One of the subjects we discussed was the problems faced when people are seeking to access various health services. Many of us who are, allegedly, relatively organised, with some knowledge of the health system and considerable resources in terms of access to the internet, telephones or a secure postal address, have stories about the problems we or loved ones have experienced when trying to get treatment and services, being passed from clinic to clinic, with different consultants and specialists dropping in and out. Tests, scans and medication are often determined within a silo, continuity of care is hard to ensure.  Appointments are cancelled at short notice, administration is often poor (this applies as much to the private sector as the NHS, the only difference often seeming to be more comfortable seats and a water cooler in the waiting rooms of the former).  How much harder for those with less personal resources and social capital?

Healthwatch, the independent champion for those who use health and social care services, produced a report last December which highlighted the additional problems faced by those who are experiencing homelessness. These included being unable to register with a General Practitioner because they didn’t have proof of address. Accessing any service was difficult, this could be again be linked to identification issues, but also ringing up to make appointments or being contactable could prove impossible. Homeless people often felt that their situation was poorly understood and that there is a reluctance to invest time and resources in their needs.
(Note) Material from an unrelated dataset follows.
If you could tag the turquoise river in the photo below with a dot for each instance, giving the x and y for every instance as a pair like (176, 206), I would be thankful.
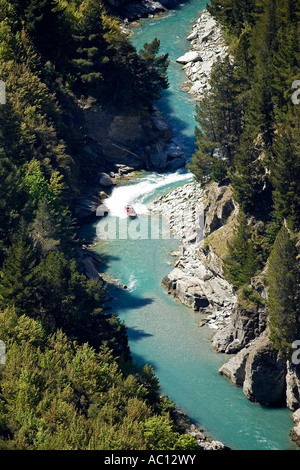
(162, 332)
They experienced significant problems in getting the range of help needed and often felt that they were penalised for struggling to comply with health advice or treatment regimes.

While a depressing tale, it is, in many ways, hardly surprising. But given the community as well as the individual consequences this situation is clearly of concern. Also, if we have a genuine commitment to addressing health inequalities, we surely need to focus on a group whose health out comes and life expectancy are so poor, with homeless men in England dying on average at 47, for women its even worse at 43.

Some great work has been undertaken. The Kings Fund are undertaking a major piece of work looking at access to health services for rough sleepers and the impact of ill health in preventing people getting off the streets, this is due to report in the autumn. At a practical level Pathway have developed models of care for the homeless and rough sleepers. Over the last decade they have brought together a network of professionals who are involved in the health care of excluded groups, including vulnerable migrants and sex workers. Their work combines compassion with the highest professional standards. I have met some of those who have benefited from the work of Pathway and the results have been truly transformative. In 11 hospitals they have established homeless healthcare teams. These help those in need deal with the whole range of problems they are coping with, be it physical ailments, mental health issues, substance misuse etc. It’s a system that seems to work. So, what are the magic ingredients?

Of course it is essential to have highly trained specialist doctors and nurses, the Pathway teams include a specialist GP, links to community services, someone who can help access accommodation and the immediate basics of fresh clothes and shoes can be provided, they have also established Pathway Care Navigators, someone with lived experience who can not only relate to the individual but guide them through the maze of officialdom and service structures.

The idea of a care navigator has utility way beyond dealing with the well-recognised marginalised groups. Parts of the NHS are exploring how it may not only help patients but also reduce demand on GPs. Let’s hope that the great work of Pathway, Find and Treat and other services leads to wholesale improvements that help people experiencing homelessness live significantly longer, healthier and happier lives. It may well be the case that this is an example of approaches developed to help the most marginalised benefits the mainstream. Many of us when we experience ill health will have other problems and issues in tow. When we are ill our ability to cope with even the most benign bureaucracy is reduced. We are not one dimensional, we cannot be reduced to a single pathology. We could all benefit from a good navigator.